Analysis: The Tánaiste and Minister for Health, Ms Harney, has put her stamp on health policy with the announcement of the health Estimates for 2005.
With substantial initiatives in the areas of medical cards, accident and emergency and disability, she has outlined what she sees as priority areas for the health service.
By detailing 10 specific actions for dealing with the A&E crisis and providing €70 million, the Minister hopes to defuse, at least partly, growing public disquiet over hospital access.
Three Dublin hospitals will get acute medical units, the development of which were advocated in a report published by Comhairle na nOspidéal this week. These will assess and treat patients with strokes, pneumonia and heart failure and avoid them joining the queues in A&E.
If they work, it should mean older people in particular getting a bed rather than a trolley and being treated with some of the dignity clearly absent from frontline hospital care. However, such units require the referral of patients by GPs who know them and not by deputising services who traditionally provide night cover for doctors in Dublin. Ms Harney rather vaguely referred to the "provision of more out of hours GP services" without specifying how this might be done.
The Minister also needs to clarify what she referred to as "measures to enhance direct access for GPs to diagnostic services".
Access to full X-ray and other services has been reduced in urban areas in particular, and has contributed to higher A&E attendances. And although not billed as such, the higher charge for attending A&E without visiting a GP, at €55, should reduce unnecessary attendance.
Without doubt the most unexpected initiative was creating a new category of medical card. The "doctor visit" medical card will allow free access to a GP but will not cover the cost of any drugs prescribed.
It is a clever way to add an additional 200,000 cards which would otherwise have required far greater funding. Only 70,000 "traditional" cards could have been provided for the same money because of the €800 million GMS drug bill. It means the Government is now partly "off the hook" over its election commitment to provide an additional 200,000 medical cards.
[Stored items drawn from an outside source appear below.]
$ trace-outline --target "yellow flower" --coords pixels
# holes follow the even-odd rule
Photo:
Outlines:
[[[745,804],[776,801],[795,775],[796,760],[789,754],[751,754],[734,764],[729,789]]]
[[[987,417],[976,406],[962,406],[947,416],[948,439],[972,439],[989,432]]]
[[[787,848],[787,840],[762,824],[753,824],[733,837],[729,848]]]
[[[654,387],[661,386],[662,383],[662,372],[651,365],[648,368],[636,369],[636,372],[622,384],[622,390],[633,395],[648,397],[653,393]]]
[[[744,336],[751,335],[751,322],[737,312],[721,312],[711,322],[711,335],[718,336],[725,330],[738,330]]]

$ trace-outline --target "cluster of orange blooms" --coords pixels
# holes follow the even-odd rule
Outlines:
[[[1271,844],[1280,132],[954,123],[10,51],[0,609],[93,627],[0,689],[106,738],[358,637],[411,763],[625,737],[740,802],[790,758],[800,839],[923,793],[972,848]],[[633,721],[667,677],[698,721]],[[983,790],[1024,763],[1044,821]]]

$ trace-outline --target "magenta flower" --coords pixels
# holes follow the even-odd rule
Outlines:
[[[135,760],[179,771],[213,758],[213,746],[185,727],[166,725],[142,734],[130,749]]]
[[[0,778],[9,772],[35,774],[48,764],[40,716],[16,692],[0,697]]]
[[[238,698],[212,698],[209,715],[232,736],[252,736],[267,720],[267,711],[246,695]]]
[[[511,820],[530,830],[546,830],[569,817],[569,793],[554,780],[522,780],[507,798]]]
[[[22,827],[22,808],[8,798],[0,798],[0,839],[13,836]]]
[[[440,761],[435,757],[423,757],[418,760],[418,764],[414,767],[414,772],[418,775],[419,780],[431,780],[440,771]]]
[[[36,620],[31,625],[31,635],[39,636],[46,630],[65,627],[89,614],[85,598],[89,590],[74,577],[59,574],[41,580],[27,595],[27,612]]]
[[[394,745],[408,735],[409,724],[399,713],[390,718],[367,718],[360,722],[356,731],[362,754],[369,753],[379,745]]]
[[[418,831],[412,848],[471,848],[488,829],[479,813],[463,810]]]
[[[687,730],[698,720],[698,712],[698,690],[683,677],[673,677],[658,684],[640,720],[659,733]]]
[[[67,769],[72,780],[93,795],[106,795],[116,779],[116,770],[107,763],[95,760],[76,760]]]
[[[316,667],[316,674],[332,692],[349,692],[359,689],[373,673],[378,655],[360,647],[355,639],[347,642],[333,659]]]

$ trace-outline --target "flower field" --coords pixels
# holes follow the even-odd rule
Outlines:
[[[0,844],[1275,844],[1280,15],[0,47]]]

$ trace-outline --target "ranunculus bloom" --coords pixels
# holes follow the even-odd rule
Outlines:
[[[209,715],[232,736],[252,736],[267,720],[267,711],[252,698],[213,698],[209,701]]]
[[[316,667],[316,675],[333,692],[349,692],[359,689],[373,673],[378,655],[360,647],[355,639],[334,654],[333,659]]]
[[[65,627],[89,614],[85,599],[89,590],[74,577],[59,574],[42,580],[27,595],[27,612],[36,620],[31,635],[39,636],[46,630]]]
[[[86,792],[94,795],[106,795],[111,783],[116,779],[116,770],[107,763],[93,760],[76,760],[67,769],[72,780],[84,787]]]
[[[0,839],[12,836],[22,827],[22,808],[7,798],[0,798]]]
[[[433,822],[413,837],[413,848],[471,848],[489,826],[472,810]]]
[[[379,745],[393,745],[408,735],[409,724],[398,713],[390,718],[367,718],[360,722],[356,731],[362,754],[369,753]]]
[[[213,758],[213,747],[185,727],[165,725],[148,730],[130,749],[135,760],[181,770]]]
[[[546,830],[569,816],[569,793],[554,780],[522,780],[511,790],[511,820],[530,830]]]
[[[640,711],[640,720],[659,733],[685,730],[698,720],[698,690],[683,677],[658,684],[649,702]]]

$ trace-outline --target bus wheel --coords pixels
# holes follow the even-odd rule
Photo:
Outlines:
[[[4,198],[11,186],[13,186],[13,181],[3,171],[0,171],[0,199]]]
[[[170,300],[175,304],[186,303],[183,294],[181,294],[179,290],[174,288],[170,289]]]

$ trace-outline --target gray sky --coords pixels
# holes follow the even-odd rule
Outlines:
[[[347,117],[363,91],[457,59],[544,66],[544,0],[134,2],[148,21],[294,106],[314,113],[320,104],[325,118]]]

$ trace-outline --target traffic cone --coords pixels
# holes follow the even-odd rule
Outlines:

The Irish Medical Organisation has reacted positively to the move; it has been arguing that poorer people were unable to access medical care because of the cost.
However, the issue of drug costs will still be a problem for those eligible for the new medical cards. It may force them to "skimp" on or even avoid treatment.
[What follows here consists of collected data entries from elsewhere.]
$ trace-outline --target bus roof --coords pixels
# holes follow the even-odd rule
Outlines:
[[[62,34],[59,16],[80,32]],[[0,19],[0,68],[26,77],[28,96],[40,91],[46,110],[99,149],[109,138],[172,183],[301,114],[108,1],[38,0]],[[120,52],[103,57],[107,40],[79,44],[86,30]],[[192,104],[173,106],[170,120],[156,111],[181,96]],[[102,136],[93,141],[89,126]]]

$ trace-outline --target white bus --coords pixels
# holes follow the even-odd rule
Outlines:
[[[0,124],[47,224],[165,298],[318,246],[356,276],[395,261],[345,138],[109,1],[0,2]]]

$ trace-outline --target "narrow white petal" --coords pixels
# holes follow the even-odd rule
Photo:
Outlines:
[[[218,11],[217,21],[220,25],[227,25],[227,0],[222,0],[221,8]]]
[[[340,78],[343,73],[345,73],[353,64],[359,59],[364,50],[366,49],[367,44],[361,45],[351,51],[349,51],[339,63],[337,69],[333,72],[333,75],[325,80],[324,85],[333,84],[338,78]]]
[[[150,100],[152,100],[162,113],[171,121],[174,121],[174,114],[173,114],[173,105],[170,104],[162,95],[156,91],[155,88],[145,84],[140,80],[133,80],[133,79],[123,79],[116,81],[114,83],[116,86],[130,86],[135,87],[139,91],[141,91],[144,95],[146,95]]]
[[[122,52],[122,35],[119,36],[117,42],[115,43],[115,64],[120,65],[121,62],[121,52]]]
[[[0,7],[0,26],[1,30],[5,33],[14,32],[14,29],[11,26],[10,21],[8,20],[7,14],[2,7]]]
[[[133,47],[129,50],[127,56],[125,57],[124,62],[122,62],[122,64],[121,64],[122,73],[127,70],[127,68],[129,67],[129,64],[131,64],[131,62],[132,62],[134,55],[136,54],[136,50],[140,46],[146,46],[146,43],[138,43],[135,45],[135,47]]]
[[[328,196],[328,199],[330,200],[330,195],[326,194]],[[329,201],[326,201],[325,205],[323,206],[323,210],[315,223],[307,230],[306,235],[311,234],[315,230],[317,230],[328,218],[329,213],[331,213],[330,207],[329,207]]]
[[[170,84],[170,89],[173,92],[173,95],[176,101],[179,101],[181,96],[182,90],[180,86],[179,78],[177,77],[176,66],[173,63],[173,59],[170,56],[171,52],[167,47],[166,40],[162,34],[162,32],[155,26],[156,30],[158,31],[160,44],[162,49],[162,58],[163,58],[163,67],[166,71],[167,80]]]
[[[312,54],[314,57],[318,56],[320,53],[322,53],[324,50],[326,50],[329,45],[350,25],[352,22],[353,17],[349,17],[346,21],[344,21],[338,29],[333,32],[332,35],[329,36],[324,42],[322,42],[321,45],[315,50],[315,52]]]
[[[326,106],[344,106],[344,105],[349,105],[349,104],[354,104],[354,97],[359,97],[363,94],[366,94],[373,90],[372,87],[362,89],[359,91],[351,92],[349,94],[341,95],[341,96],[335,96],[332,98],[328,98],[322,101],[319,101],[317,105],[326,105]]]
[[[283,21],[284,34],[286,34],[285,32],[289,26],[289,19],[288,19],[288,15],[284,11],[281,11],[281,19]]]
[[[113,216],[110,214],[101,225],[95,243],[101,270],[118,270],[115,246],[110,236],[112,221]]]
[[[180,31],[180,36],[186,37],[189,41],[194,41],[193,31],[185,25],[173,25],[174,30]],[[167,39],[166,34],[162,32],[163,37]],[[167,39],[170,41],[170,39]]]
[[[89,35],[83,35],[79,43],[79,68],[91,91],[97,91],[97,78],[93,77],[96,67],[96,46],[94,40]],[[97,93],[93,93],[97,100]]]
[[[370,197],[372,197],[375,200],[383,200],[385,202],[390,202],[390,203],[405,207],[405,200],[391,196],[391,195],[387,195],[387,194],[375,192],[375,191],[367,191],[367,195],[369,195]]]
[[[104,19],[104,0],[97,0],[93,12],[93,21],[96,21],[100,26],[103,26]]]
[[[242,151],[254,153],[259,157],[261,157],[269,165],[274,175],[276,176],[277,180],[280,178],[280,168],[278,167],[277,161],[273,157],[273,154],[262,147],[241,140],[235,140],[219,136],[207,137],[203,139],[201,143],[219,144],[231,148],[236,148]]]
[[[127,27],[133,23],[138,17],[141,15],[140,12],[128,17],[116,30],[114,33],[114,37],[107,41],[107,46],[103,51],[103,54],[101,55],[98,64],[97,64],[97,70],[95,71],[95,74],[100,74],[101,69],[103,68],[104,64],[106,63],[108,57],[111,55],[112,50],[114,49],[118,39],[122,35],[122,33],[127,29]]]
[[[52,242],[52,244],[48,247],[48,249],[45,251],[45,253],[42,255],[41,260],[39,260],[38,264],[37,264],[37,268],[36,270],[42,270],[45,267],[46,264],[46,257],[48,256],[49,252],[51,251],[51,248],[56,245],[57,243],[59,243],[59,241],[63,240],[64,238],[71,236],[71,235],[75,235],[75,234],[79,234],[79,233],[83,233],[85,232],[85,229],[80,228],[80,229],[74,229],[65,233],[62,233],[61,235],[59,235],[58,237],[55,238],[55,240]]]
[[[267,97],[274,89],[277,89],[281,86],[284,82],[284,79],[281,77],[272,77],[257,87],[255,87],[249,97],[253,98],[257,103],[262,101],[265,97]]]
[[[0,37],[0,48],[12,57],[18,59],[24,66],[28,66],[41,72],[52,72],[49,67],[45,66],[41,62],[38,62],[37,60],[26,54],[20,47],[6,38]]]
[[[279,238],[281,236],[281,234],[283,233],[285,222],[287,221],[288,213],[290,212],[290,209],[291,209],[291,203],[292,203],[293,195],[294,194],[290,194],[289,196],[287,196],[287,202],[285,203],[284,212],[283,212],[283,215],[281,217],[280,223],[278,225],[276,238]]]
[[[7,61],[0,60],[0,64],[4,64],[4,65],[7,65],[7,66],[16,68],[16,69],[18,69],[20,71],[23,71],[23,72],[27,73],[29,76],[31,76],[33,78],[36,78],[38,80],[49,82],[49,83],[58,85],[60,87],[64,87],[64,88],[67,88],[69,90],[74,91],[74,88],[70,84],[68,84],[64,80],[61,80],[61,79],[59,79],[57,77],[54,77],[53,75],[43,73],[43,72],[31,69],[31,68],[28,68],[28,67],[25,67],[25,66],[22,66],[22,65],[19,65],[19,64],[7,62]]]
They may also find it difficult to find GPs to look after them because of the growing manpower crisis in primary care. But the provision of 30,000 extra "traditional" medical cards must also be acknowledged and welcomed.
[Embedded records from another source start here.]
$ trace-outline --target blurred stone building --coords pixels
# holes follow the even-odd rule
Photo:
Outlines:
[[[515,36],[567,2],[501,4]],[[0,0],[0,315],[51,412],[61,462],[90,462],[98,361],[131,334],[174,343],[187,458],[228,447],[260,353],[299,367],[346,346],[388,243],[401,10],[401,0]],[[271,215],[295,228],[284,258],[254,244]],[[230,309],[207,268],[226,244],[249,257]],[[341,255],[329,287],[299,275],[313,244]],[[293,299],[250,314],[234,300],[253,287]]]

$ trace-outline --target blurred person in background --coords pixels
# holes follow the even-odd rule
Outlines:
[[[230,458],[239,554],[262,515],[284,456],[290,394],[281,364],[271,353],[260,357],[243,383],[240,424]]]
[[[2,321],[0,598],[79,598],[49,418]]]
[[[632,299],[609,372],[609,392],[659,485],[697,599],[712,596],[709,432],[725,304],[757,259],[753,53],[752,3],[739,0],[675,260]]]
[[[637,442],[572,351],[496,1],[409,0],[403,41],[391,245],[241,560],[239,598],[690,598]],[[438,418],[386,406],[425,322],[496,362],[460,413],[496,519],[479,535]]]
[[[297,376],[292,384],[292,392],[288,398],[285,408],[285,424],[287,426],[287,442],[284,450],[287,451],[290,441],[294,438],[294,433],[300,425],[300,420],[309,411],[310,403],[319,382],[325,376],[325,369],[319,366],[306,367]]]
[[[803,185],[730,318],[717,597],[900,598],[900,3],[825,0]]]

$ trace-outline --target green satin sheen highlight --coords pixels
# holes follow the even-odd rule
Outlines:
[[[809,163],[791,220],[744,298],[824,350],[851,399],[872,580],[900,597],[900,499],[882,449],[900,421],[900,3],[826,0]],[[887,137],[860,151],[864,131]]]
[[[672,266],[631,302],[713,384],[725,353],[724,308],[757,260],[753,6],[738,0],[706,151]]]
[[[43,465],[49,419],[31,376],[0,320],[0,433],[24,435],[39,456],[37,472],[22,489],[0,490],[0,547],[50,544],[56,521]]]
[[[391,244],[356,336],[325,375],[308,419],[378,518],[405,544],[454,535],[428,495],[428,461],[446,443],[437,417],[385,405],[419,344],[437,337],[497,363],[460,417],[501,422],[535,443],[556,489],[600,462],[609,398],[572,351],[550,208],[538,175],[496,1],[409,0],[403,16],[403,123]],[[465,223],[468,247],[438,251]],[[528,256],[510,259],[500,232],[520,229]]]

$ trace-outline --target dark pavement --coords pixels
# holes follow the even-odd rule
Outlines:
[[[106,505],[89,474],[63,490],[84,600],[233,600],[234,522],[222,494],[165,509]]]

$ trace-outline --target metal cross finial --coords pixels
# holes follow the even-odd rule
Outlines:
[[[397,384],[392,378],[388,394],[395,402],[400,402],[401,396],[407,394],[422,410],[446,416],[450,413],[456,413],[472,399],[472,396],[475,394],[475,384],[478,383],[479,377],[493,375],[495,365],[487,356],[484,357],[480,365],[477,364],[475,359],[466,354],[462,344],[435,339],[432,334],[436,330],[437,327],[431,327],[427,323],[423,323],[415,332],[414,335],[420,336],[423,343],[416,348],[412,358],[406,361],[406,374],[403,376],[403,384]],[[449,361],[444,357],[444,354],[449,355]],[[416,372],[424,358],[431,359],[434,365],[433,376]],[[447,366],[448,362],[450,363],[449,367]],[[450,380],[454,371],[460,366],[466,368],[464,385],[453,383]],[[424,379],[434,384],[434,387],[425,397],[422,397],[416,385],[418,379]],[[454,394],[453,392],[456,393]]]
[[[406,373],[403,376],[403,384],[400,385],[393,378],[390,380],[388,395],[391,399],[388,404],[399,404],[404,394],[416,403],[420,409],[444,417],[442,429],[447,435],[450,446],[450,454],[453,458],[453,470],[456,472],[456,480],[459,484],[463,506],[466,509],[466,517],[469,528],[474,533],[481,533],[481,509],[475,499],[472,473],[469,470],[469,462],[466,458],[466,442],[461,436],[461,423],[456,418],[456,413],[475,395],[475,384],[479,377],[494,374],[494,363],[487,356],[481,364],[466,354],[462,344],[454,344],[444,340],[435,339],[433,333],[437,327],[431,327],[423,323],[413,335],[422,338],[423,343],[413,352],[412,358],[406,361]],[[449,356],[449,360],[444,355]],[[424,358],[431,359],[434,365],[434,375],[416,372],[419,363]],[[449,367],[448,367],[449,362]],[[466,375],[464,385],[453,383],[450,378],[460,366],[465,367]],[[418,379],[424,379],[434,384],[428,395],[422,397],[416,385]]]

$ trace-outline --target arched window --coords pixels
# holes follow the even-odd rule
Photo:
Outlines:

An additional 1,000 frontline staff promises a substantial increase in the number of speech and occupational therapists for the disabled, many of whom have had great difficulty accessing rehabilitation services.
For too long the Cinderella of the health system, the disabled look like finally getting the funding and personnel they deserve.
Another former Cinderella is mental health. It gets an additional €15 million. Of particular note is the commitment to provide and staff an additional 14 beds at the Central Mental Hospital, a move that will help end the degrading practice of patients there having to "slop-out".
The Minister has produced quite a focused package of initiatives. The challenge now will be to make it happen despite the dysfunctional nature of the health service.